Julie Kegels Fall 2026
For Julie Kegels, fashion is not simply about form — it’s about perception. Her Fall 2026 collection, staged in Antwerp to the dissonant sound of plucked violins, was a meditation on how we construct and control our image in an age of constant visibility. Titled Face Value, the show explored what happens when we strip back the performance. Models moved slowly, almost ritualistically, forcing the audience to look — really look — at the garments themselves. It was a deliberate rejection of the social-media spectacle, the kind of show that reminds you fashion can still ask questions rather than simply trend.
The collection drew on Andy Warhol’s notion of aura and the long-exposure portraiture of Korean artist Kyungwoo Chun, whose work considers the tension between visibility and essence. Kegels turned that concept into clothing that blurred shadow and substance. Capes fastened subtly behind the ankles to create ghostly silhouettes; shirts fell apart only to reform as capes; pajama tops ballooned into gowns.
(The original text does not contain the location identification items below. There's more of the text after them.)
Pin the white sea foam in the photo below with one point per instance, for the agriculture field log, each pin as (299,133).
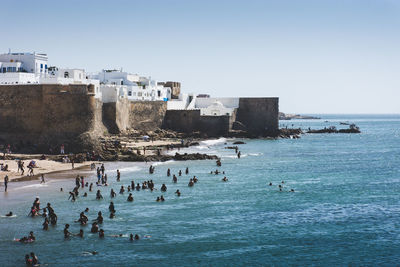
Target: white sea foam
(130,169)
(32,186)
(163,163)
(213,142)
In her Antwerp atelier, she photographed garments under dramatic lighting and used those distorted shadows as blueprints for new shapes — a poetic merging of image and material.
Kegels’s “forced tailoring” guided the body into assertive poses, sleeves pushing forward like armour, while tiny jumpers split open at the shoulders to reveal flashes of colour. Exposed seams and jagged hats hinted at imperfection, later softened by childlike details — baby blankets transformed into wrap skirts, a wink to Calimero’s broken shell. “The aura is a shield,” she said backstage. “We always have an appearance, but maybe the appearance is not true to what there is inside.” It was a deeply human reflection rendered in fabric — proof that in Kegels’s hands, clothing can still hold the space between who we are and who we wish to be.